Centre d’art contemporain du Pays de Lorient
Pont-Scorff (56)
January 10 – February 21, 2014
Monte le son
(TURN UP THE VOLUME)
With: RÉMY JACQUIER, VASCO ARAUJO, VINCENT MENU, CHRISTIAN MARCLAY, ERIC LA CASA & MICHAËLE ANDRÉA SCHATT, AGATHE PAMART, BLANDINE BRIÈRE, MATHIEU DESAILLY, JEAN-BAPTISTE MOREIRA BESSA, MAUDE MARCHAL, ADRIAN PIPER, DAVID RENAULT, AND STUDENTS FROM EESAB LORIENT AND ENSA NANTES.
An 8 km contemporary art trail through the natural and historic heritage of Pont-Scorff centered on the theme of sound in art.
Centre d’art contemporain du Pays de Lorient
Pont-Scorff (56)
June 22 – September 23, 2013
Exhibition Project FRENCH ALPS
for the Art Altitude collective at Les Arcs
The FRENCH ALPS exhibition project, created for the Art Altitude collective, showcased contemporary art and design works in the mountains for the first time, on the Arcs massif.

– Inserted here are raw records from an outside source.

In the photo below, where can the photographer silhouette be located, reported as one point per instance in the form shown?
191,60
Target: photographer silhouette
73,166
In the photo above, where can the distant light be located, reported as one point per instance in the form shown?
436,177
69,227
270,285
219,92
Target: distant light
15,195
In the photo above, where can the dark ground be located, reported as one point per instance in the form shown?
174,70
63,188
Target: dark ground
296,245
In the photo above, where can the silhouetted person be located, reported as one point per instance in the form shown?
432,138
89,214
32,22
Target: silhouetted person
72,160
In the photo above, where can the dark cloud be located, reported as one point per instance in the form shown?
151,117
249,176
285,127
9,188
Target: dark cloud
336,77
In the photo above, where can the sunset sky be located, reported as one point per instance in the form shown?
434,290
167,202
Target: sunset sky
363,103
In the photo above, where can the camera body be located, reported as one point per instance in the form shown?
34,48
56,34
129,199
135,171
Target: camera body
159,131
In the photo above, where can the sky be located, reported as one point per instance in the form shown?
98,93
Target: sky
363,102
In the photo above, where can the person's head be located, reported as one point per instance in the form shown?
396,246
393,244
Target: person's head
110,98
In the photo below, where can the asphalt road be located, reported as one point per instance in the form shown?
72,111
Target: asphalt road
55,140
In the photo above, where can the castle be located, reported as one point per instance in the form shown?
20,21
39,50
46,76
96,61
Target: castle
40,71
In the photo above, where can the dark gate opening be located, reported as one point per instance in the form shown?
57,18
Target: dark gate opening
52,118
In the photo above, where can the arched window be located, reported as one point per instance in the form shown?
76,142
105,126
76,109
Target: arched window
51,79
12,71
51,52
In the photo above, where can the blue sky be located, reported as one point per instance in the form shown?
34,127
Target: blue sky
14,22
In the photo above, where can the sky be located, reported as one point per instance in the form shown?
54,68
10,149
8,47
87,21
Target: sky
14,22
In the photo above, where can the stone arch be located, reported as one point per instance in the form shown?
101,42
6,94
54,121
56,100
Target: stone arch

The exhibition program aimed to blend art and sport, nature and culture in a magnificent setting, presenting the mountain as an open-air museum.
Bourg Saint-Maurice – Les Arcs (73)
2009 – 2014
21000: 1st Biennial of Contemporary Art and Design of the City of Dijon
Featuring: Muriel Carpentier, Ange Lyne Janssen, Juliette Laval, Delphine Merle, Lilian Bourgeat, Vincent Carlier, Carlos Castillo, Grégoire Faugeras, Thomas Fontaine, Raphaël Galley, Christiane Geoffroy, Esther Hoareau, Olivier Lecreux, Fiona Lindron, Frédéric Lormeau, Isabelle Ménetrier, Ida Tursic & Wilfried Mille, Annelise Ragno, Loïc Raguénès, Pierre Ravelle-Chapuis, Jocelyn Saint-André, Frédéric Sanchez, Edwige Simonin, and Olivier Vadrot.
The first art and design biennial of the city of Dijon, presented as a walk through the city between private venues and public spaces.
Various locations
Dijon (21)
October 7 – October 13, 2010
SNAP!
Exhibition focused on the photographic practices of the Swiss artist Christian Marclay.
Co-curated by MAE Art and Exhibition Practices.